Maybe it was the very orderliness of the room that bothered him. He preferred the irregular, off kilter, haphazard stuff of life. He liked, as Hopkins put it, all things counter, original, spare, strange.

Jack examined an ugly pink and purple ceramic plaque that hung above the stove. Clumsily painted pansies nearly eclipsed the florid lettering:

A wife who’s always neat and sweet

Makes her husband’s life a treat.

Jack rolled his eyes and turned his back on the monstrosity.

Soon he was at the table, drinking black coffee from a brown mug. With his eyes closed, he could almost fool himself into believing he was in his own kitchen—

“What’s a half person?”

Startled, he looked down at a sleepy face framed by messy pigtails. Martha wore a flannel nightgown, and she’d draped a small quilt around her shoulders like a faded red and blue shawl.

“Mornin’, Miss Martha.”

“Good morning,” she said in her precise way. She placed her elbows on the table and propped her chin in her hands. “How can there be a half person?”

He smiled at the glimpse into a four-year-old mind. “Like a half-brother?”

She nodded.

“I’m a whole person, but I’m only a half brother to your dad because we had the same father but not the same mother. Do you understand that?”

She scrutinized him as she mulled the concept. “No.”

“Don’t worry about it. I’m ten times older than you are, and there are a lot of things I still don’t understand.”

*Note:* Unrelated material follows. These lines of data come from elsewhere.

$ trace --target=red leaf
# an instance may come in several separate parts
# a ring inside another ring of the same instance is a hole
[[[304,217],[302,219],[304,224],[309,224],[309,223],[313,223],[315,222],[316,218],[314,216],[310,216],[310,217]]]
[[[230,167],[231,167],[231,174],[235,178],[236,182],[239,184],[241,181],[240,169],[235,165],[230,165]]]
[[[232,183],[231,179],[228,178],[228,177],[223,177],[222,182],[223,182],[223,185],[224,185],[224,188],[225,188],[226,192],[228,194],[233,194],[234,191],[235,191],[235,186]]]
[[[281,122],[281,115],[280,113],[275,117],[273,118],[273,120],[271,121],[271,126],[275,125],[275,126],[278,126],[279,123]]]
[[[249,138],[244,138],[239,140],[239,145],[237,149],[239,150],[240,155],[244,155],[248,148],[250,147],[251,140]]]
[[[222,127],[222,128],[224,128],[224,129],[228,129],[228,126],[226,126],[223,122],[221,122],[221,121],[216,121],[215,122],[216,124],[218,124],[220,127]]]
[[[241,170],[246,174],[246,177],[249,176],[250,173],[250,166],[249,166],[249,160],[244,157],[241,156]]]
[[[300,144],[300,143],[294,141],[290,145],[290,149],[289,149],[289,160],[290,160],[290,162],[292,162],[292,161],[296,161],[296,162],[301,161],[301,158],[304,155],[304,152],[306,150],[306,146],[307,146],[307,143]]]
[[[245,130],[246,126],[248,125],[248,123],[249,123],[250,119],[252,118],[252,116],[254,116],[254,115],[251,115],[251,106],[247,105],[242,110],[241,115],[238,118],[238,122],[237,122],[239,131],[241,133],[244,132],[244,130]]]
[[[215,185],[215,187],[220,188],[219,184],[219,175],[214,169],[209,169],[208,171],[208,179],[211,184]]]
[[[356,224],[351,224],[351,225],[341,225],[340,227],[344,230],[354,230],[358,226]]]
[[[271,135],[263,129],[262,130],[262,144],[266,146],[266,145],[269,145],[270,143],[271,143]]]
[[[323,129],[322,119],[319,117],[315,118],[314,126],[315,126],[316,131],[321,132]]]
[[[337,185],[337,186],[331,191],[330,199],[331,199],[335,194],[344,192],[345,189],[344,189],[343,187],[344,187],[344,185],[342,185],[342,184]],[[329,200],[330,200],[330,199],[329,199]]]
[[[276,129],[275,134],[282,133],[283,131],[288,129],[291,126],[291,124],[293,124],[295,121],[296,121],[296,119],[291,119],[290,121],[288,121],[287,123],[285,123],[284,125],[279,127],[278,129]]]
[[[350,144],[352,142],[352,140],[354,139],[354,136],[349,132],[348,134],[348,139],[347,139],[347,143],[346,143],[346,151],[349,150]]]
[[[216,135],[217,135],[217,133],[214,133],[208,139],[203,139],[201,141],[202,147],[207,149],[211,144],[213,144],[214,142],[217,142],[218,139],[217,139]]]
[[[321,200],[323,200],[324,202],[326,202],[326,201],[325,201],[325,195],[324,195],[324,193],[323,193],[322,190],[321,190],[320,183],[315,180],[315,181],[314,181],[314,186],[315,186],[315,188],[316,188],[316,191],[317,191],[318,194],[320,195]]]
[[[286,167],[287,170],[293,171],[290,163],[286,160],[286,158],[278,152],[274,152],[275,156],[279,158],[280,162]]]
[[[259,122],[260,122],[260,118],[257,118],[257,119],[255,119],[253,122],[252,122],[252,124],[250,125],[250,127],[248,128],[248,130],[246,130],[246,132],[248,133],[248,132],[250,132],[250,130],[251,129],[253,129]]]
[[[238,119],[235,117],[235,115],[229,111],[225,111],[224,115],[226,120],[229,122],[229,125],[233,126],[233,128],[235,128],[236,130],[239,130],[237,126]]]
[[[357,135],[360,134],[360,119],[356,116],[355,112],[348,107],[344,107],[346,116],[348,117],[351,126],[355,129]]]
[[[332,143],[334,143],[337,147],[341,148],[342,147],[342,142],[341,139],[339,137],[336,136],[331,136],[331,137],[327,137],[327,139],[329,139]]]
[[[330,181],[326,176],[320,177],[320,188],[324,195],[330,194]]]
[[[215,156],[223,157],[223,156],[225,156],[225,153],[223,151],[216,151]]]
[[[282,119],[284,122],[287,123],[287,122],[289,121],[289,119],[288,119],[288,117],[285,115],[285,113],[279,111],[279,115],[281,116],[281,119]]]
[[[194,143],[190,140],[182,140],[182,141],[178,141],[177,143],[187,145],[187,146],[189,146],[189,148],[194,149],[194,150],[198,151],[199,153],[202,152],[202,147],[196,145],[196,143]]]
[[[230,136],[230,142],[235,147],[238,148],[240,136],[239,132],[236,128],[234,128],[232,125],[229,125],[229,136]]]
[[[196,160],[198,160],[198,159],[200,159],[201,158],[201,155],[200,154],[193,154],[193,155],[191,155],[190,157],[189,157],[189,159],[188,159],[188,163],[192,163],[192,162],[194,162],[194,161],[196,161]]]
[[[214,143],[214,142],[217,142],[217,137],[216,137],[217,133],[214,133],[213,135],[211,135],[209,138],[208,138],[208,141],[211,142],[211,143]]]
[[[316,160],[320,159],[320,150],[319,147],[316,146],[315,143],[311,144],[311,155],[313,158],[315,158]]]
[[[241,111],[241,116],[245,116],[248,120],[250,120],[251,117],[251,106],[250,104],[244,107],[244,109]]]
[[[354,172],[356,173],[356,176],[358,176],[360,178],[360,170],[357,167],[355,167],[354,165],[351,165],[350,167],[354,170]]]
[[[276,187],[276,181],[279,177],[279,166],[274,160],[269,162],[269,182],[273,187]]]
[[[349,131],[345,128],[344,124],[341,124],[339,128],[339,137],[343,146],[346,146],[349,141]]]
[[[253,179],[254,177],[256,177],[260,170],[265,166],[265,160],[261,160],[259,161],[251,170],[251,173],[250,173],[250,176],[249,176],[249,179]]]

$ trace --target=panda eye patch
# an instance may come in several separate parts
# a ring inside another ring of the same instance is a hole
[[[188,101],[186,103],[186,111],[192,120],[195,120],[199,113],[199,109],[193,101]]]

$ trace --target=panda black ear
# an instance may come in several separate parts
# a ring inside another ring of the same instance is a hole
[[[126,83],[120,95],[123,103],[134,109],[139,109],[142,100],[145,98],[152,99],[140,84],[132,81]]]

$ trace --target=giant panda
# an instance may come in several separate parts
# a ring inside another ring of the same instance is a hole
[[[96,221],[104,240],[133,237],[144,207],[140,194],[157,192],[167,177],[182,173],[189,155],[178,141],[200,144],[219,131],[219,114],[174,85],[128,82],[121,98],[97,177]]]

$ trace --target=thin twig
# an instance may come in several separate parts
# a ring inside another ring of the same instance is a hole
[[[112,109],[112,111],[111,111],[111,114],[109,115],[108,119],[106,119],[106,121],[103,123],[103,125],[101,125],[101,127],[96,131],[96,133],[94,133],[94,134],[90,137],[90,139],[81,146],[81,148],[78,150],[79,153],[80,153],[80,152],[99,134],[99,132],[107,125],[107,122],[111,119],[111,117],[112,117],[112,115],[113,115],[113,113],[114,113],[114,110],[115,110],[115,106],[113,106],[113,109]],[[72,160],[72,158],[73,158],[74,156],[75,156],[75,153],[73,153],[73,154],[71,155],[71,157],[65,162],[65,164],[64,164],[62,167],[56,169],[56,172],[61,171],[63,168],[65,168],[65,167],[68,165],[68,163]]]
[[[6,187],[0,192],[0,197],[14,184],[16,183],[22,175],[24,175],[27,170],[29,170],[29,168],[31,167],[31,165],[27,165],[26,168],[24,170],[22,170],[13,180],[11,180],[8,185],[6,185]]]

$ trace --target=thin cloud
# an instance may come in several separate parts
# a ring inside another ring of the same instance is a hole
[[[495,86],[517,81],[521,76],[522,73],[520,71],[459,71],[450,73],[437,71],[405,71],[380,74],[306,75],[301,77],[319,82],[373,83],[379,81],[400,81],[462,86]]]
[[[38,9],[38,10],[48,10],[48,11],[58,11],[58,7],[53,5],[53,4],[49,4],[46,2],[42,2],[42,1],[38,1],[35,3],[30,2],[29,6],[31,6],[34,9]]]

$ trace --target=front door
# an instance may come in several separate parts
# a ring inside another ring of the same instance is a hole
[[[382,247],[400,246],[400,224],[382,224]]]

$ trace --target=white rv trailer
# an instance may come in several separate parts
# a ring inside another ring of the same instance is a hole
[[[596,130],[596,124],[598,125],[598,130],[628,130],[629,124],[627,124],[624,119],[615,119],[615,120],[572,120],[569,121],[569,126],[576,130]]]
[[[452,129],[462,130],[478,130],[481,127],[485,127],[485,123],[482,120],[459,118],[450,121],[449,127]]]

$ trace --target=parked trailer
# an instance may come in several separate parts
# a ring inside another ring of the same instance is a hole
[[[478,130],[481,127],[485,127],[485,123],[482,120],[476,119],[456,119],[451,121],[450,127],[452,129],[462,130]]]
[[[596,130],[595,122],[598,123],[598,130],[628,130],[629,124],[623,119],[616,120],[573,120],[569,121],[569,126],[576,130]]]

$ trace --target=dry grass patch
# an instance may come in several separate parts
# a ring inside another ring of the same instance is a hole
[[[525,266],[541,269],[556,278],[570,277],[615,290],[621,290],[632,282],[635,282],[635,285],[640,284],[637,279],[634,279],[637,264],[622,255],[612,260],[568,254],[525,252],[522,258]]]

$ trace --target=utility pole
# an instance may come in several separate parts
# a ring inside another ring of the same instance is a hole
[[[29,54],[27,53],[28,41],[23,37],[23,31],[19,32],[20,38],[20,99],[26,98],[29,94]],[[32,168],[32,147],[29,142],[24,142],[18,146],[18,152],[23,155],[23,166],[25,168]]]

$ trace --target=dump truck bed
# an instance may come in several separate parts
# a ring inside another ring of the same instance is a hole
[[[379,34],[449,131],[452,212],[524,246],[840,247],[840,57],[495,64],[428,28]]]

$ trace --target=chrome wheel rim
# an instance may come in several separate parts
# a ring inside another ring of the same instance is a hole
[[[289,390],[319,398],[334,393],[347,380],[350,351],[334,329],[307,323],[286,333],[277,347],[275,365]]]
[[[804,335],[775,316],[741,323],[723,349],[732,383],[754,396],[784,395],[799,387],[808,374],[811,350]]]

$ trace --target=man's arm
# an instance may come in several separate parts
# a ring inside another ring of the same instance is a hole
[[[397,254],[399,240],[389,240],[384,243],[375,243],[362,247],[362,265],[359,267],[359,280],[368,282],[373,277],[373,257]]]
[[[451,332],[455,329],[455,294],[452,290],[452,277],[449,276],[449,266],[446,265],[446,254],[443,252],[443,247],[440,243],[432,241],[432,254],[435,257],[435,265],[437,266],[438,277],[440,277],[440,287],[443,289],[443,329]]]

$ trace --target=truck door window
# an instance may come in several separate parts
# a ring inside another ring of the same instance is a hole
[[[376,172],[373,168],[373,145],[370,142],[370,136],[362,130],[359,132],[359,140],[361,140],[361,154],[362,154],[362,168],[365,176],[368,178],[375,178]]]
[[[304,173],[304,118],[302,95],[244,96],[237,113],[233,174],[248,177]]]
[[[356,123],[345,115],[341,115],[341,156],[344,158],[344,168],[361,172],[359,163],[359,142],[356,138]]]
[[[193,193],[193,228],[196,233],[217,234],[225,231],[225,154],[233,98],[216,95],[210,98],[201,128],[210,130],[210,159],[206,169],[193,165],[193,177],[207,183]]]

She pointed to the cereal he’d unloaded on the counter the day before. “What’s in that blue box?”

“Frosted Flakes. Do you like Frosted Flakes?”

“What’s that?”

He nearly choked on his coffee. “It’s a kind of cereal. What do you usually have for breakfast?”

“Toast or hot oatmeal. Or hot buckwheat when Mama’s fasting because she doesn’t like it so then she isn’t tempted.”

“Fasting? Why does she fast?”

“Because she wants to hear God.” Martha’s tone implied that he was a big dummy for needing to ask. “That kind there, is it any good?”

“What a pessimist. Of course it’s good.” He searched for a bowl, finding the right cupboard on his third try, and fixed her a serving of Frosted Flakes.